There is no more point to going to a meeting of friends together, a satsang, or whatever we're calling it today than there is of anything else. It is all sound and fury, it all signifies nothing. Sometimes it's silence and comfort but nothing it still signifies. Perhaps presence with others is desirable, perhaps some mind-quelling understanding or brain-stilling space can be more easily discerned, but that then is the story of desirability or easy discernment or the usefulness of a still, unthinking mind. Some seekers of truth come away from such meetings concluding that no matter what the speaker says or does, it is pleasant to pass some hours and converse with like-minded friends and acquaintances. The contentedness of the speaker is somehow catching; the fact that whatever is, here, now, this very moment, seems to be more than enough for the speaker rubs off a little, and the seeker feels a little more satisfied with life. Is being satified with life the goal? Is there a goal?

Maybe there is some spontaneous brain-bending change of perception. Even if there is, when it is no longer, it is only a spark of memory. Whatever form this takes, it is the same essence. Boredom, hatred, love, hope, creation, murder; these are all the faces of the same nothingness that seemingly takes form. Feeling that endless longing for more, going to a meeting with a teacher, writing, blogging, reading, talking, grasping for the ever-elusive understanding of This: it is all This. Whatever is, is just what it is. It is as it is; it is as it must be.

Rarely is contentedness with life more apparent than when watching the genius of Peter Sellars and Blake Edwards. Fond memories arise of watching Pink Panther films on TV as a child, usually Saturday afternoon with the family. This Clouseau vs. Cato vignette is my favourite, from The Pink Panther Strikes Again. The comic use of slo-mo vocals, combined with brilliant editing (thank you Alan Jones), and perfectly timed physical comedy make this battle stand out. Finally, a nod to Burt Kwouk, just made an OBE for Services to Drama and second banana extraordinaire. Enjoy.

La panthère rose : Clouseau vs Cato
Uploaded by david1705ts14. - Classic TV and last night's shows, online.

Friday, 11 February 2011

I Did Steer Toward This Remedy, Whereupon We Are Now Present Here Together.

What is it that would make everything OK? What is it that is wrong? How can a change in the way things are become anything but - seemingly created over and over - the way things are? Consciousness detects reality, and reality can be interpreted infinitely. Conversely, consciousness is reality, and needs no interpretation...although there is no stopping the interpreting. Grief, discomfort, pain and fear, the feelings that are judged bad for the survival of the body and the continuation of the mind, need not be anything but what they are: twingling nerve endings that require no remedy. "What is" may seem to suck, but suckiness isn't necessarily to be avoided.

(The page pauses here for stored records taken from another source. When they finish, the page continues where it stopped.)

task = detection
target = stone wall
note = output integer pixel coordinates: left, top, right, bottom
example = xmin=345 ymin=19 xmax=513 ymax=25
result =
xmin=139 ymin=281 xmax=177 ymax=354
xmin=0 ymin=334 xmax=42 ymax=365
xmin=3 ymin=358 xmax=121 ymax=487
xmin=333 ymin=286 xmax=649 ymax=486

All these currents and eddies in the dreams and stories of unfolding life are as of nothing at all. Each revelatory solution to the problem of existence begets another quandary...yet the problems needing solved are also what is; there is nothing wrong with what is. However important or urgent the circumstances of life are, these circumstances are as of nothing at all. There truly is no one that needs things to be anything other than what they are . Those thoughts and feelings of emptiness and unfulfillment just the noise and flurry of the moment. Creation manifests nearly infinitely, and infinity needs each and every perfect existent manifestation to be its perfect self.

The clip today is a tender scene from The Birdcage, which has so many genius moments it warrants watching over and over. I would have loved to post the sequence where Armand (Robin Williams) desperately tries to detain Albert (Nathan Lane) from going back to their apartment, which is having a "straight" makeover to please the conservative parents of Armand's son Val's fiance (Calista Flockhart in a pre-Ally McBeal role). However, this scene, where Armand finally reveals the depth of his feelings for Albert, is remarkable for both its intensity and restraint. The unfolding story can be really, really lovely.